Professor David Greaves said:

“Our work shows how a protein, called fractalkine, can act as a survival factor that enables more white blood cells to survive in the body and also in atherosclerotic plaques. 

“Designing drugs to target the fractalkine protein may be a new way in which we can reduce the risk of coronary heart disease, heart attack and stroke caused by atherosclerosis by slowing the formation or growth of atherosclerotic plaques.”

The Experimental Process

targeting fractalkine is a promising approach to design a new medicine to combat coronary heart disease

Professor Jeremy Pearson
BHF Associate Medical Director

In a series of experiments researchers exposed human monocytes to an environment with very few nutrients and little oxygen similar to conditions in atherosclerotic plaques, and as expected most of them died in this harsh environment. However, when researchers added a small amount of fractalkine, 70 per cent of these cells were able to live. This work was carried out in a petri dish, but if these surviving cells were within an atherosclerotic plaque they may now be able to differentiate causing plaques to grow.

In the surviving cells, fractalkine was shown to reduce the amount of harmful molecules known as reactive oxygen species that, ordinarily, would kill the monocytes. Fractalkine lowered the amount of reactive oxygen species inside cells to a safe level, allowing them to survive. 

Designing drugs to bind to fractalkine could inhibit the ability of monocytes to survive in atherosclerotic plaques and reduce their formation and growth.

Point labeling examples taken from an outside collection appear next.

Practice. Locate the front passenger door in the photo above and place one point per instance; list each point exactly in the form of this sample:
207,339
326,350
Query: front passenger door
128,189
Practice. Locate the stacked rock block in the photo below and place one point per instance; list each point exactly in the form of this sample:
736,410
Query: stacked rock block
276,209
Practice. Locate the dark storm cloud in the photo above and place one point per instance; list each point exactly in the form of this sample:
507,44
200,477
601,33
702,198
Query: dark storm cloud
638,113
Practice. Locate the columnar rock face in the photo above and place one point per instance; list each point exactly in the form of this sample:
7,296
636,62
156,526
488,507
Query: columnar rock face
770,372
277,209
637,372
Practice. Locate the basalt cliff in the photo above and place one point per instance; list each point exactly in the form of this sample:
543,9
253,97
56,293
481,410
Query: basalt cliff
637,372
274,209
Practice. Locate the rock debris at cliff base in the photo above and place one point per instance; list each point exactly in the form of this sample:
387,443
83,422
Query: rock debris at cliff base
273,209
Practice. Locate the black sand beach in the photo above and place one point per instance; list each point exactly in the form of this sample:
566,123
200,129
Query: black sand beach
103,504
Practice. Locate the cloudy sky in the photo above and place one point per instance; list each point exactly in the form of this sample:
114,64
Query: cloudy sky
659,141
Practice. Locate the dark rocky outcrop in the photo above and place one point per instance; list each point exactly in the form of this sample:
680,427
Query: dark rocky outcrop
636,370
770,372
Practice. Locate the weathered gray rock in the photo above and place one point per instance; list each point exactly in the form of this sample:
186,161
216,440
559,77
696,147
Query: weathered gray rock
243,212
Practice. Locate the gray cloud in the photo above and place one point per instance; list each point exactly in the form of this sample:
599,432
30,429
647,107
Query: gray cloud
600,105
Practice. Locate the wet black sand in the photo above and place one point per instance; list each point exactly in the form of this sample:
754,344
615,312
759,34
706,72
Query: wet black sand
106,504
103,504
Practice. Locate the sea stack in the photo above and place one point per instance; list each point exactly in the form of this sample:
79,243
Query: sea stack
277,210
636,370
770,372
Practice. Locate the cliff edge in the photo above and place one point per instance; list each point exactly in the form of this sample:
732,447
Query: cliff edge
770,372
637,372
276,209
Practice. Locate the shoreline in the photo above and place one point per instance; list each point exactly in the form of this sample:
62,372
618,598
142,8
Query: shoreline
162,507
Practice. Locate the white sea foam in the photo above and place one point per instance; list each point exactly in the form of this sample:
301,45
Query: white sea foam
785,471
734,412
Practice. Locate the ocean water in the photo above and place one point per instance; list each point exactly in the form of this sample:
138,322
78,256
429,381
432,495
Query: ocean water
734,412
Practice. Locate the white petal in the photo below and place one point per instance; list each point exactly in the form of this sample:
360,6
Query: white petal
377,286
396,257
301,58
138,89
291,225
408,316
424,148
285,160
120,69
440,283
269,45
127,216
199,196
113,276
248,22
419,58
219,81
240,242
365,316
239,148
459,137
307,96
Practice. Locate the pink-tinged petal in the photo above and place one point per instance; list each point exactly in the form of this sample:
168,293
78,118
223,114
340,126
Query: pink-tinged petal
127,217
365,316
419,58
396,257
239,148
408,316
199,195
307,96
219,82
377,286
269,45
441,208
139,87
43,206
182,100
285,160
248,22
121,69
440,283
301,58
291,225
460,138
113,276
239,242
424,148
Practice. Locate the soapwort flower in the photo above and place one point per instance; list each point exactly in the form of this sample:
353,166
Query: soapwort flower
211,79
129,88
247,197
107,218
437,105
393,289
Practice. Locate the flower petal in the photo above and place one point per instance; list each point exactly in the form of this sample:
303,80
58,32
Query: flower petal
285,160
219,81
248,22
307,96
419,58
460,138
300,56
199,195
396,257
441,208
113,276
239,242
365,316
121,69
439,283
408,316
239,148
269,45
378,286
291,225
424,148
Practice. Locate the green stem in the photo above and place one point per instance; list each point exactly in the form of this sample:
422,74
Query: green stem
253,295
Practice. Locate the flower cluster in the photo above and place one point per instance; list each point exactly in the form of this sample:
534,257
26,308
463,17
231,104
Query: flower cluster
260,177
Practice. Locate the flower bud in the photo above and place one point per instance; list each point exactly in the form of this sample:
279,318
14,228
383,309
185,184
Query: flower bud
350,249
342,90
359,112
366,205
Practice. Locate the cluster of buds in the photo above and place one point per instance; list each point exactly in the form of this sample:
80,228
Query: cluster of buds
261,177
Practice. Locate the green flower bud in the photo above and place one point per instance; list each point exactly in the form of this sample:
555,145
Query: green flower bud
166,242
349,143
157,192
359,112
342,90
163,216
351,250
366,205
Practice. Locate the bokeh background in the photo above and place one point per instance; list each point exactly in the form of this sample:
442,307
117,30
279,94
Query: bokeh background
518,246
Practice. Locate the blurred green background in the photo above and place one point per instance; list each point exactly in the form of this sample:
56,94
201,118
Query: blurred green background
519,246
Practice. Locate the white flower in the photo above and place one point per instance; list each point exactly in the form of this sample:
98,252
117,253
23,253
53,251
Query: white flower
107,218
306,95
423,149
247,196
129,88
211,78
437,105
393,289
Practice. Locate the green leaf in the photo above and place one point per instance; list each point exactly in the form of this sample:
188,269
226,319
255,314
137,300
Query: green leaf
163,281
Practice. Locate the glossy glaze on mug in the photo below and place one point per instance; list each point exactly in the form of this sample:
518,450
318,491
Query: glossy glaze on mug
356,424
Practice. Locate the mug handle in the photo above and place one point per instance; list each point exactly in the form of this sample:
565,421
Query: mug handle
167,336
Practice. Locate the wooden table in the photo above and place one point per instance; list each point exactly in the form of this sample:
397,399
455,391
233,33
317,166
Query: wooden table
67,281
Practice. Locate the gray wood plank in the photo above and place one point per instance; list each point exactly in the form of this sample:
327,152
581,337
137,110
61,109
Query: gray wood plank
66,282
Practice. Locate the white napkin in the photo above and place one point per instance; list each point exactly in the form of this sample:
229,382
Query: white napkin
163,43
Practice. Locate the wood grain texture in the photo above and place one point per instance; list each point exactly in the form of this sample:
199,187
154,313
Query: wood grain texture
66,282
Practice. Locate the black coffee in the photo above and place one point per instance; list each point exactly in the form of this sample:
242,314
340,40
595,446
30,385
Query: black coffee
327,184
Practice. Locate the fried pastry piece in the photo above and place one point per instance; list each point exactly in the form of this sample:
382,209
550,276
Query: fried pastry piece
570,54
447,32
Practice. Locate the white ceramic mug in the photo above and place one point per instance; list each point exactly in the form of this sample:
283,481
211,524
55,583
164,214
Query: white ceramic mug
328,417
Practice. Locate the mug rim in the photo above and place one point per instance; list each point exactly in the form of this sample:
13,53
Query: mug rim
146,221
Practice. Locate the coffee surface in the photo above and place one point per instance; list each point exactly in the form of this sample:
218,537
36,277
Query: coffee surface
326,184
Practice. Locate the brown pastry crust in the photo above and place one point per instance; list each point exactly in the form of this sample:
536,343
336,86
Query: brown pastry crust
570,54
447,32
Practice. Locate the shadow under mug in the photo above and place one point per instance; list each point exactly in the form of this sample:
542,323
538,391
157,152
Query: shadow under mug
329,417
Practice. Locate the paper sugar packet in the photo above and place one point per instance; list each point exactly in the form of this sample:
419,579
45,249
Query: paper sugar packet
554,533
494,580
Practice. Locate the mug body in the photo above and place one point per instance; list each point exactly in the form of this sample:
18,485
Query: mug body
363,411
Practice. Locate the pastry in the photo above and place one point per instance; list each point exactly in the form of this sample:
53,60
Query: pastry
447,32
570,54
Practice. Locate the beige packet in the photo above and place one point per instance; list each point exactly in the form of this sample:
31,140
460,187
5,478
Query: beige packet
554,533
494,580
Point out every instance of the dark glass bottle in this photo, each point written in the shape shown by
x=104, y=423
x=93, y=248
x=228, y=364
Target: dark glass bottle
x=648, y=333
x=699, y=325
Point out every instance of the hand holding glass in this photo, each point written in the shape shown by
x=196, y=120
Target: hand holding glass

While this work is in its very early stages Professor Greaves is already excited about the potential of fractalkine:

“The next step for this research is to identify a safe way to reduce the amount of fractalkine in the blood in patients with a high risk of coronary heart and look for beneficial effects on atherosclerotic plaques in arteries. 

"This will be challenging but it could be a novel way to improve a currently incurable and life threatening condition.”

Professor Jeremy Pearson, Associate Medical Director at the BHF, which helped fund the research, said:

“The results of this study on human white blood cells strengthens the idea that targeting fractalkine is a promising approach to design a new medicine to combat coronary heart disease. But more research will be required before this avenue can be explored in patients.”